Удовлетворив свои чувственные желания и обессилев, Оливье по грязи дополз до Сены, нырнул. Вода была теплой. Лежа на спине, он дал нести себя легкому течению. С удовольствием ощущал он тяжелые капли, разбивавшиеся о лицо, коловшие, как тысячи иголок, падавшие в открытый рот. Ему казалось, что льющаяся с неба вода очищала от всех грехов, возвращала детскую невинность. В его расслабленном сознании лениво возникали сцены счастья: ласки матери, когда он поднес ей свою первую охотничью добычу; гордость отца, когда Оливье обскакал сына графа Провансальского; игры и драки с родными и двоюродными братьями… Оливье не было и восьми лет, когда, со смертью родителей и старших братьев, всему пришел конец. С этих пор пришлось постоянно сражаться за свое существование. Чтобы прогнать эти неприятные воспоминания, Оливье долго плыл под водой. Потом, голый, он вышел на берег острова Ля Сите.
Опершись спиной о дерево, какой-то высокий и сильный человек с обритой головой и длинными усами пристально рассматривал голого купальщика. Лицо этого человека походило на чудовищно изрытую землю.
— Почему ты так смотришь на меня? — спросил юноша. Человек ничего не ответил и продолжал разглядывать.
Юноше показалось, что он уже где-то видел этого мужчину. Если бы не эти уродливые шрамы и отсутствие волос, незнакомец, несомненно, был бы красив.

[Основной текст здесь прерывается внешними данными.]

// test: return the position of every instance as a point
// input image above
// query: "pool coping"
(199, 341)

— Что ты от меня хочешь? Моя нагота тебя смущает?.. Я оставил одежду на том берегу, у девушек. А может… я тебе нравлюсь… Нет? Тогда я отказываюсь что-либо понимать. Как тебя зовут? Ты не хочешь отвечать? Тогда дай мне пройти.
Человек сделал шаг, положив руку на рукоять своего меча.
— Трус! У меня нет оружия. Ты хочешь меня убить?! Человек отрицательно покачал головой, развязал свой плащ и протянул его Оливье. После некоторого раздумья Оливье взял плащ и запахнулся в него.
— Спасибо. Но мне хотелось бы понять, куда ты клонишь?.. Ты что, хочешь, чтобы я пошел за тобой? Впрочем… А почему бы и нет…
Под дождем с грозой, сила которой удвоилась, оба они побежали к таверне; там было так много людей, что они с трудом вошли. Очевидно, Порезанного тут хорошо знали, потому что пышнотелая служанка, как раз такая, каких любил Оливье, подозвала их к себе. Несмотря на протесты и ругательства, мощно работая локтями, Филипп и Оливье пробрались в глубину зала, в самый уголок, куда еле проникал свет от воткнутых в стены факелов.
— Сеньоры, устраивайтесь здесь, я принесу вам вино, — сказала толстуха.
— Ты здесь как сыр в масле, друг мой, а потаскуха, кажется, очень расположена к тебе. Ну теперь-то ты хоть скажешь мне, чего от меня хочешь? — поинтересовался у своего приятеля Оливье.
Женщина вернулась с оловянными кубками и кувшинчиком, бока которого были густо покрыты капельками.
— Спасибо, Жизель.
— Пейте, мессир Порезанный, вино холодное, я сама нацедила его из бочки, — сказала она.
Жизель подождала, пока Порезанный выпил и прищелкнул языком с видом знатока, затем налила музыканту. Оливье тоже пригубил вино.
— Она пошутила над тобой, мессир. Тебя разве так зовут, разве Порезанный?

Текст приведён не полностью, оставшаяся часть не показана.